Exhaustion won; it always did. Exhaustion and just a smidge of her own disbelief, which was the most prominent expression when she conceded to his attempt to get her to look at him. Amusement softened it, as well as providing its own source of resolution. Whatever price there was to pay in the coming hours, he wasn't dead and he still had the capacity to create humour where Eva was reasonably certain he had no intention of being responsible for its existence.

"I don't think you need to apologise for needing help." A hint of her typical wryness was evident in her tone, though the smile that accompanied her reassurance lacked the weight of accompanying tease.

"I don't suppose this one's going on the studio recording, huh?" he murmured back, the joke mild and testing but nonetheless warm. His eyes wrinkled at the corners which indicated what passed for genuineness in Hiram, and what those very observant could use to tell the difference. He checked and double checked the paired touchPADD before replacing it in its compartment in his kit, giving it a lingering look before zipping it up and moving on to dissemble the drumset.

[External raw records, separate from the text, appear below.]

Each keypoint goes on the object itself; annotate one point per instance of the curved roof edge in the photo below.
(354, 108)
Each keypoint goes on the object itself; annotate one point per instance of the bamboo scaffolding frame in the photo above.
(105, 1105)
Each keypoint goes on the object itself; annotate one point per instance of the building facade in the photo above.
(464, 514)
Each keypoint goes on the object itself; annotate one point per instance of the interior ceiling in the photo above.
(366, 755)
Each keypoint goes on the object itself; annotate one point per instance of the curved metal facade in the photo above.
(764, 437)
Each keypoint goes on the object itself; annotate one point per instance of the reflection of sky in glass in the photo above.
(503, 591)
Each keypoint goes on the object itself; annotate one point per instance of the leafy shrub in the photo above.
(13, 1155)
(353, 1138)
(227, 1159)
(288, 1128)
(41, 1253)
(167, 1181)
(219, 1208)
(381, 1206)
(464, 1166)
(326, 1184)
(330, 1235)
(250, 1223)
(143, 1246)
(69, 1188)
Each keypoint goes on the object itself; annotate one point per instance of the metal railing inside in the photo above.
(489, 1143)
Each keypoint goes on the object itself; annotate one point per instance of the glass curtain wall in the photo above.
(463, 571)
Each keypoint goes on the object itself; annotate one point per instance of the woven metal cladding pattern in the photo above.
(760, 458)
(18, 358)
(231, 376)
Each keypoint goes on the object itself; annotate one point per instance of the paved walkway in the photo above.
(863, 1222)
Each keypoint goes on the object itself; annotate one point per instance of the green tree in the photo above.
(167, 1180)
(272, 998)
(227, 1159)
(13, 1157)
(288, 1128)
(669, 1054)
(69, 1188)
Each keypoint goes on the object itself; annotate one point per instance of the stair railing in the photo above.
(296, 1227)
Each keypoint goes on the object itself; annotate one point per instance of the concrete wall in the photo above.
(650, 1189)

She didn't answer him. Instead, the neck-end of a guitar case caught him gently in the back of the knee; just a nudge, a playful overture that might very well have presented as a better olive branch than any spoken consolation. Eva moved towards the door, used her elbow to activate its release, and then turned to face him, framed in the doorway.

"You owe me dinner."

He turned to face her, his back having been to her when he felt the light brush from the guitar case, and smiled, nodding solemnly in accompaniment. "I shall be certain to deliver on the obligation," he promised, nose wrinkling up as he watched her disappear from the door's threshold and listened to her receding footsteps.